Je zou er haast een beeld bij krijgen van een netjes geordende wereld; die uit de jaren vijftig. Halverwege is mijn leven begonnen.
Het aardige is dat ook ik heb geleerd dat die periode er een is van verzuiling en van een machtig maatschappelijk middenveld. Een periode ook waarin keuzes werden voorgekookt door het bestaan van die zuilen. In één van mijn studieboeken, herinner ik me, staat het voorbeeld van het bestaan van diverse geitenfokverenigingen in één gemeente, op geloofsgrondslag. Of het voorbeeld van de katholieken die bij de katholieke bakker kochten. Daarvan is het onderwijs nog over; met de vreemde titel 'bijzonder onderwijs' hebben we artefacten als protestants-christelijke scholen. In het sectarisch spectrum komen daar de 'vrije scholen' en de Jenaplannen cum suis nog bij. De verzuiling is helemaal niet voorbij. Ze is verfijnder geworden.

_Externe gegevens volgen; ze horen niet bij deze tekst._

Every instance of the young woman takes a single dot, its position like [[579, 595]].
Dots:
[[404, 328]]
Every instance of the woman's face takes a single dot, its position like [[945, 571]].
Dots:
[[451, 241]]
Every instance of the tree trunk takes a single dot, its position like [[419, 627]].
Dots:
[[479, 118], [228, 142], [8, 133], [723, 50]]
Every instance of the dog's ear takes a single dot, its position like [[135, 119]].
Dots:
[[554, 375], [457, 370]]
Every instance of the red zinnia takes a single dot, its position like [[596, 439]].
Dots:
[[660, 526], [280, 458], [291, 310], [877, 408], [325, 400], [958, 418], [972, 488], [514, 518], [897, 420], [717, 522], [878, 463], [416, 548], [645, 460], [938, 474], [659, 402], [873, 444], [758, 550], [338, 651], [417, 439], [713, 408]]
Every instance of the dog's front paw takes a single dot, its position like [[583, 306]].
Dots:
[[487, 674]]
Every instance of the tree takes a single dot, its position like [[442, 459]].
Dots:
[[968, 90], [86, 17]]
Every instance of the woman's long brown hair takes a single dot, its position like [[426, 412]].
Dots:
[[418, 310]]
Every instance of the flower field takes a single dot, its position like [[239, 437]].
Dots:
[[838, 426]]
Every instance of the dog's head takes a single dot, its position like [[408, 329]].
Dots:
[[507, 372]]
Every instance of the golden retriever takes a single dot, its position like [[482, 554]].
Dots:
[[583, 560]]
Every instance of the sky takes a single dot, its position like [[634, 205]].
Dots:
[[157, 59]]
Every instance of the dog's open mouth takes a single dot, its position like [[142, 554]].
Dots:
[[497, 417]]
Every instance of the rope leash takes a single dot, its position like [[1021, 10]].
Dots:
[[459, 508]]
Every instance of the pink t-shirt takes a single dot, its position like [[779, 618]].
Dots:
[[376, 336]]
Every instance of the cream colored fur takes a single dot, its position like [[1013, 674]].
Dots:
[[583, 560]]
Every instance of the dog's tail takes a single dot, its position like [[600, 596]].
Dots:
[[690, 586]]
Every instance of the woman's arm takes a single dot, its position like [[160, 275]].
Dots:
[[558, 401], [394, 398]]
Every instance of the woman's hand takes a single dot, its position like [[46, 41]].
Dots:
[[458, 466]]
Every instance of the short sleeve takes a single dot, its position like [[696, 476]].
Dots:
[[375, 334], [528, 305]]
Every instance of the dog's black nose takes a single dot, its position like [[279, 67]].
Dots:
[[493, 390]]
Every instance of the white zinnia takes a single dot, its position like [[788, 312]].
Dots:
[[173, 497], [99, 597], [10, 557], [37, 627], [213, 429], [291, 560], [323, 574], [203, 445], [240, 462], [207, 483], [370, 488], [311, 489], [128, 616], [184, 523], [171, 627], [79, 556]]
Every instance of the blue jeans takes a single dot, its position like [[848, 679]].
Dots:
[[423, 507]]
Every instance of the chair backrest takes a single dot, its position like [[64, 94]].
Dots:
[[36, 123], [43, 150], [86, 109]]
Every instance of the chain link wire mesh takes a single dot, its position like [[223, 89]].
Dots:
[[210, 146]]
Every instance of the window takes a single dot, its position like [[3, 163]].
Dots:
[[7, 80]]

Als ik in mijn herinnering probeer te graven, is er in het dagelijks leven in de jaren zestig niet veel te merken van die scheidslijnen. De krachtigste was die katholieke kerk. Ik zat op een katholieke jongensschool. Mijn jongere broer eveneens, en ons zusje zat aan de overkant van de straat op de katholieke meisjesschool. Wij hadden meesters. Zij nonnen. Ellendig werd het voor mijn jongste broer: die is van de eerste generatie jongens die naar de meisjesschool aan de overkant moest. Ik vermoed dat veel mensen zich niet kunnen voorstellen hoe dat was.
Maar op straat, in het dagelijks leven was die scheiding al aan het verdwijnen; of wellicht zelfs nooit zo scherp zichtbaar geweest. We gingen naar de winkels op de Lindelaan: een De Gruyter, Paagman - de boekhandelaar -, een groenteboer - met een aardappelschilmachine - en een apotheker. Die had aan de gevel nog zo'n kop met uitgestoken tong waarop een tablet lag: de gaper. Een reliek uit een verleden, maar verdomd handig om snel een apotheker te herkennen. Ik heb, eerlijk gezegd, nooit het idee gehad dat we sommige winkels bewust meden of juist gebruikten.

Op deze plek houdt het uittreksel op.